Se produjo un silencio ultrajado, y Preen sonrió. Nada podía resultar más mortificante para la patrona que ser acusada de descuido. Era como dudar de su fe.
Eso había ocurrido más temprano. Ahora, Mina acababa de llegar con pan y sopa para su cena.
Ayudó a Preen a incorporarse en el diván y le tendió el bol.
– Te estás perdiendo un montón de excitación, querida -dijo, sentándose en el borde del diván-. Una verdadera invasión de guapos jóvenes.
Y arqueó las cejas.
– ¡Hombres con pantalones ajustados! La Nueva Guardia.
Preen miró al techo.
– ¿Haciendo qué, exactamente?
– Eso fue lo que les pregunté.

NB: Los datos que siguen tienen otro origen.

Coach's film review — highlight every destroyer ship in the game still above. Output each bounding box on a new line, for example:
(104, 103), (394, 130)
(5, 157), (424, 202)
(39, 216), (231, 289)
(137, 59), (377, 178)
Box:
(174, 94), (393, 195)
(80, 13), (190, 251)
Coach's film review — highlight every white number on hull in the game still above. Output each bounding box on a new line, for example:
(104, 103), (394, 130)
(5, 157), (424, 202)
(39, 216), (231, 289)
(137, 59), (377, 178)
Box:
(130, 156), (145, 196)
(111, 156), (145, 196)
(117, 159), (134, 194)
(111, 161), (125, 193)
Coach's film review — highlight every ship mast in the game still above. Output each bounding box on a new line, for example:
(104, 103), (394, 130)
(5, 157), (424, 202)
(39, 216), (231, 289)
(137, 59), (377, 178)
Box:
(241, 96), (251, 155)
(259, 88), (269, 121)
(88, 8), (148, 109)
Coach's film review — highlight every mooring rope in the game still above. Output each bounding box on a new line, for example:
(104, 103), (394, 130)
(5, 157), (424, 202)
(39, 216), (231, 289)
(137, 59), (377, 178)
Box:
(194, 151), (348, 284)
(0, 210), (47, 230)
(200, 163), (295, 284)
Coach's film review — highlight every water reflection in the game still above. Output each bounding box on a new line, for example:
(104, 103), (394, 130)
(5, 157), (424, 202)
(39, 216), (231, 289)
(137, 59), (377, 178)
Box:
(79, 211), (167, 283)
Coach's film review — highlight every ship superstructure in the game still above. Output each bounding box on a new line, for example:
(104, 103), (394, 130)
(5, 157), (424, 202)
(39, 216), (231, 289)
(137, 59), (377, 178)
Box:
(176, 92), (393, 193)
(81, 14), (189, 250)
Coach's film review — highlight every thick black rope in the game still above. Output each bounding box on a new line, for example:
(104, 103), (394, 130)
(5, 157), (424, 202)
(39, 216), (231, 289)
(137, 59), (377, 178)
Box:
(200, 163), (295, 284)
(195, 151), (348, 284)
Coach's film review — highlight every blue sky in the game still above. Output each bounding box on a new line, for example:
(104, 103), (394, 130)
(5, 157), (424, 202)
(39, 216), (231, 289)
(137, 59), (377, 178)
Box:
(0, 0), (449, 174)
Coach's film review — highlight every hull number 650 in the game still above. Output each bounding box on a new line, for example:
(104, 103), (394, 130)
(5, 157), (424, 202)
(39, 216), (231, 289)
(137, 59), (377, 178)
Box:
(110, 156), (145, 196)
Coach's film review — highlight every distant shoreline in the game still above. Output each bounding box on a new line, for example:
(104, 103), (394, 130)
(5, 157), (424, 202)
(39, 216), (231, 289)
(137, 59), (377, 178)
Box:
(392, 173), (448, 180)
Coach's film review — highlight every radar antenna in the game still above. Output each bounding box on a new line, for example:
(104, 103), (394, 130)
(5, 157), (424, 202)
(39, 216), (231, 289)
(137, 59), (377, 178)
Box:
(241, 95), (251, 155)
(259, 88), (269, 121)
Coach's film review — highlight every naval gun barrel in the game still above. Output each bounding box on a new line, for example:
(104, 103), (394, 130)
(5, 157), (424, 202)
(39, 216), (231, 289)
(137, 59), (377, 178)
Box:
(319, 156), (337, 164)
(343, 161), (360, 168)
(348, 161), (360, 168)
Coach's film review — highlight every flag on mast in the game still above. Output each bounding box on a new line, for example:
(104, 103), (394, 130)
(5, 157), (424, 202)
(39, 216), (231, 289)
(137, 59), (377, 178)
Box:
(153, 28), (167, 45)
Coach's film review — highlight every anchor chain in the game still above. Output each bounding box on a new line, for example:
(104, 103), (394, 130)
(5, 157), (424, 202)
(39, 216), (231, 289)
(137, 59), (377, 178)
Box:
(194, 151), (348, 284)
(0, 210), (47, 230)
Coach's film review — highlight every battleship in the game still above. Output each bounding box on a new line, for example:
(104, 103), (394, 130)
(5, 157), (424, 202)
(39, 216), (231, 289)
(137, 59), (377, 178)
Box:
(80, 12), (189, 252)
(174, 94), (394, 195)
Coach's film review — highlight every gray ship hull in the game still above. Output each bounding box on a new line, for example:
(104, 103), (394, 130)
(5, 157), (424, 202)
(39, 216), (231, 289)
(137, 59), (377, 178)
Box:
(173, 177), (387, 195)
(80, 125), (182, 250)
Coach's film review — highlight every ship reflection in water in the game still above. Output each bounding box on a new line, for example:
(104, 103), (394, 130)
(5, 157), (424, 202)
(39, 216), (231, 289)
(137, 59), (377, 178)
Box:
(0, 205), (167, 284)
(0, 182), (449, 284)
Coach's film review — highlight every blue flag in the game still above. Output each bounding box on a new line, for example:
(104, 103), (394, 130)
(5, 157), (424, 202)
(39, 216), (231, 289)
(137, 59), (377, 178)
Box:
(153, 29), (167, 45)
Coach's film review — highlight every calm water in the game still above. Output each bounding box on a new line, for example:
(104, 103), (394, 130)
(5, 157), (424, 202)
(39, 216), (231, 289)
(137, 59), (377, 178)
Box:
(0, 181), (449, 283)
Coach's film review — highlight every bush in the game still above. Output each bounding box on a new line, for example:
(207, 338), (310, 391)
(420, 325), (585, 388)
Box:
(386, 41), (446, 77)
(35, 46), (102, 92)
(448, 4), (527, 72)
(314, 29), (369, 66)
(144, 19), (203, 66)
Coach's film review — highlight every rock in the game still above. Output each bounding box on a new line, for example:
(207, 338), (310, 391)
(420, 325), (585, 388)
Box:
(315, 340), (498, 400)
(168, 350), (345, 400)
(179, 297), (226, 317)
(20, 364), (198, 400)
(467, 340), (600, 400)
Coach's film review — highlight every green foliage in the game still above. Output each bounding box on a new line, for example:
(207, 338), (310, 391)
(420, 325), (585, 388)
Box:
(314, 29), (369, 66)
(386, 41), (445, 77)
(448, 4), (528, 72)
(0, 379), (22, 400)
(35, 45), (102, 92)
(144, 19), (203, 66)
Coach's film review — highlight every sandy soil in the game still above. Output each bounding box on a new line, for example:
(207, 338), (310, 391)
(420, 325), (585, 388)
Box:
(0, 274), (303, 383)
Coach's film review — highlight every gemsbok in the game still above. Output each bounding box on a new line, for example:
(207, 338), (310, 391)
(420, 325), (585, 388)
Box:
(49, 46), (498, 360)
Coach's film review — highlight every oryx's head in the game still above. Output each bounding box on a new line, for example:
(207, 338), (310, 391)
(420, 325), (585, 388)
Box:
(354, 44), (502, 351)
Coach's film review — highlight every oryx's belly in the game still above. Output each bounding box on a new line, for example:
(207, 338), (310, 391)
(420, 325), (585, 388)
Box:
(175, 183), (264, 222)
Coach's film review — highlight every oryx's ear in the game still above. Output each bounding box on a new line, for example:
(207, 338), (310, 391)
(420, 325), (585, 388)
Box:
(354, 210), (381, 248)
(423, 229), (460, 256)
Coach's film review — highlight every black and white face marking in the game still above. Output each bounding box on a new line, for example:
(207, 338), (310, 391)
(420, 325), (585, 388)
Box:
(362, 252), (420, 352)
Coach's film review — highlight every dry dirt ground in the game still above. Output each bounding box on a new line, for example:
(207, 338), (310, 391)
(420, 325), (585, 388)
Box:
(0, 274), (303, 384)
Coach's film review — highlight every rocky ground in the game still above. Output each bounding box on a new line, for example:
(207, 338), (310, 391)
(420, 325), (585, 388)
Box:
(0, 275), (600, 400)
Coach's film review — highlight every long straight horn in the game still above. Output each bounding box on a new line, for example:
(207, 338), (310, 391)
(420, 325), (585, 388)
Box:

Ocupando posiciones, dijeron. Bueno, no pude resistirlo, ¿verdad? Les dije que yo podía mostrarles algunas que ellos ni siquiera habían imaginado.
Ambas rieron.
– Pero ¿qué significa eso? -preguntó Preen.
– Es para protección, aparentemente. Todo ese complot y esas muertes están llegando a un punto decisivo. Oh, Preen, lo siento… Te has quedado blanca como el papel. No tenía intención… quiero decir, estoy segura de que no es nada que tenga que ver con lo que te pasó el otro día. Oye, ¿por qué no le preguntas a tu amigo?
– ¿Quién, Yashim?
– Así es, querida, Yashim. Vamos, tómate la sopa y arréglate. Te ayudaré. Puedes andar, ¿no? Conseguiremos una silla e iremos a buscarlo ahora mismo.
La verdad, por supuesto, era que Mina empezaba a aburrirse un poquito de sus deberes de enfermera. Le apetecía una salida, especialmente en un momento en que estaba ocurriendo algo excitante en el exterior. De manera que se mostró de lo más persuasiva y rechazó todas las dudas de Preen.
– Es sólo que… no me siento segura -admitió Preen.
– Tonterías, querida. Yo estaré contigo, y encontraremos a nuestro amigo. Quizás sea divertido, ¿quién sabe? Estarás perfectamente a salvo ahí fuera. Tan a salvo como quedándote aquí. Más segura, incluso.
Más tarde, Preen iba a recordar esa frase.
Capítulo 116
Yashim, por su parte, estaba ya tratando con su segundo visitante de la noche.
Palieski había subido por la escalera oliendo el aroma en el rellano de Yashim, pero, por una vez, sufrió una decepción. Había un débil perfume de cebollas, supuso, y quizás de zanahoria hervida, pero aquellas insustanciales pistas no consiguieron darle la clave. Podía tratarse de cualquier receta. Entonces descubrió el calzado, un par de robustas sandalias de cuero.
Llamó a la puerta.
Se produjo un ligero retraso, y la puerta se abrió unos centímetros.
– Gracias a Dios que eres tú -dijo Yashim, abriendo del todo la puerta y acompañando a Palieski adentro.
Palieski dejó caer casi su maletín por la sorpresa. Yashim sostenía un gran cuchillo de cocina, cosa que en principio no tenía importancia. Lo que sí le llamó la atención fue el cuerpo de un hombre enorme, boca abajo sobre la alfombra, en gran parte envuelto en una sábana anudada.
– Tengo que hacer alguna cosa con este maníaco -dijo Yashim-. Le he atado las muñecas con la esquina de una sábana, pero ahora no se me ocurre nada más.